Ce que je propose, c’est un pacte de prospérité pour sortir de la crise. Il faut passer à une durée annuelle de travail de 1700 heures contre 1600 actuellement, c’est-à-dire environ 37 heures par semaine. Cela permettra à un salarié autour du smic de gagner 730 € en plus chaque année. Je propose de défiscaliser et décharger totalement les heures supplémentaires qui ne doivent pas grever, comme c’est le cas aujourd’hui, la prime d’activité. Cela permettrait de gagner 440 € annuels supplémentaires par salarié. En tout, pour un salarié au smic, cela représente l’équivalent d’un 13e mois de salaire. Mais pour ne pas fragiliser les entreprises, je souhaite aussi que l’on baisse les impôts de production. Enfin, nous devons redonner de l’élan à cette belle idée de la participation, en la fusionnant avec l’intéressement dans les entreprises de moins de 500 salariés. Les gains des salariés pourraient être versés chaque mois et entièrement défiscalisés pour les sommes de moins de 1 000 €.

Les fonctionnaires devront-ils aussi passer aux 37 heures ?

Nous avons 80 fonctionnaires pour 1 000 habitants, l’Allemagne, 60. La qualité de nos services publics reflète-t-elle cet écart-là ? Non. Il faudra demander aux fonctionnaires de travailler aussi 37 heures pour réaliser des économies sur la masse salariale. Tout n’est pas qu’une question de dépenses mais aussi d’organisation. Pour reprendre notre destin en main, je fais trois propositions. D’abord la débureaucratisation de l’Etat, en menant une guerre totale contre les 400 000 normes qui paralysent l’action. Ensuite la décentralisation, parce que la proximité, c’est l’efficacité. Enfin la relocalisation de nos activités vitales, telles que le sanitaire, l’alimentaire ou l’énergie. Nous devons lancer un grand plan de reconquête de notre souveraineté.
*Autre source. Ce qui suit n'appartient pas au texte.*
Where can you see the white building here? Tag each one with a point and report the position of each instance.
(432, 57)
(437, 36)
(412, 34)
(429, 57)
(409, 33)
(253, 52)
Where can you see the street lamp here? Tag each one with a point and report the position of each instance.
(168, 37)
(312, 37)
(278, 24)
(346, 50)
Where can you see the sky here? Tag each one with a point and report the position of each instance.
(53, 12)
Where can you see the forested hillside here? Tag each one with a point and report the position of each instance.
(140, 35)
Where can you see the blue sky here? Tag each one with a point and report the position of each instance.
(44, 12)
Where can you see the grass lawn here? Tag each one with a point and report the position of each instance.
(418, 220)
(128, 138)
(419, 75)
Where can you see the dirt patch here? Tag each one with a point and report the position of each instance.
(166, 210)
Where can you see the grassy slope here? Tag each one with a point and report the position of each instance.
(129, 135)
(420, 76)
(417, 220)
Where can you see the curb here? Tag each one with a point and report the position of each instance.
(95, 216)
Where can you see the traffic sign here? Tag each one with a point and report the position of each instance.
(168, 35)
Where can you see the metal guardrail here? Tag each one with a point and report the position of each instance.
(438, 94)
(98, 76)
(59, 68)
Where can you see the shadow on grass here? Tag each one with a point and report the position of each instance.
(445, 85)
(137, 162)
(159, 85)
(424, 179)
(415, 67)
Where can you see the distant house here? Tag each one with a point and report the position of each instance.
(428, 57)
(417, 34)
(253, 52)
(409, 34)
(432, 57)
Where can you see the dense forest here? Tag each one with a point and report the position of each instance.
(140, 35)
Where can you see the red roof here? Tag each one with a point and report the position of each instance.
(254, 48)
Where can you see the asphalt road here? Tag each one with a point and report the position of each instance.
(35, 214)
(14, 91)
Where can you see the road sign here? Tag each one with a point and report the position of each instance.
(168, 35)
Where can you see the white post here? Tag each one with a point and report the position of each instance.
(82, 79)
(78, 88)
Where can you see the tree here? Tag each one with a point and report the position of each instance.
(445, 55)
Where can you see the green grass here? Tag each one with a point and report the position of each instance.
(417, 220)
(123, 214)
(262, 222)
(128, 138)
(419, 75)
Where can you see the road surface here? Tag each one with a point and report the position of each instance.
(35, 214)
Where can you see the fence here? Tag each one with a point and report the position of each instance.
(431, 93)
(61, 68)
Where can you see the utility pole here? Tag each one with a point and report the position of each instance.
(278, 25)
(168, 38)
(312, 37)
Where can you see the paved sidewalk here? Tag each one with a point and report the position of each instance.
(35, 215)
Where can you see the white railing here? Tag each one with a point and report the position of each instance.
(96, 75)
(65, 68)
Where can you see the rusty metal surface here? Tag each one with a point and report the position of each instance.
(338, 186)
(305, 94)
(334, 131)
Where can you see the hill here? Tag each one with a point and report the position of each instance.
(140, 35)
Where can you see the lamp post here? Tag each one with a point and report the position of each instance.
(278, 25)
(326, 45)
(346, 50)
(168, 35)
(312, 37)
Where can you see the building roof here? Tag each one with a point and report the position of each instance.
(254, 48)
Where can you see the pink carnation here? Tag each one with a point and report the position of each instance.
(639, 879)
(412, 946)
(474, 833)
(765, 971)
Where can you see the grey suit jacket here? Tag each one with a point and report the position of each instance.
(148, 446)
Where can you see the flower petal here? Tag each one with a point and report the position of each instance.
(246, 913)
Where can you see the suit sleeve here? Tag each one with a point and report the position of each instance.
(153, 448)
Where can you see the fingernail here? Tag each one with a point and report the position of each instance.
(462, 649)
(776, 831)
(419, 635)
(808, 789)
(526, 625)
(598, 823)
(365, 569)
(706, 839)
L’idée de François Fillon de réduire de 500 000 le nombre de fonctionnaires en cinq ans tient-elle encore ?

Aujourd’hui, dans la crise que nous traversons, ce chiffre est impossible à réaliser, même s’il faudra réduire la taille de la fonction publique administrative. Nous n’y couperons pas si nous voulons financer les investissements d’avenir qui nous manquent et baisser les charges qui découragent l’embauche.

Que proposez-vous pour ceux qui vont perdre leur emploi ?

Quand il y a une crise aussi profonde que celle que nous vivons, on doit pouvoir moduler les allocations chômage qui doivent être plus fortes que dans une période où il y a plus de travail.

Etes-vous inquiet d’une « dérive » dans votre famille politique qui pourrait être tentée par la dépense publique ?

Je serai inquiet si nous faisons, comme hier, le choix de la facilité et de la démagogie. Nous devons dire la vérité aux Français. Après une grande épreuve, le chemin du sursaut réclame toujours du courage.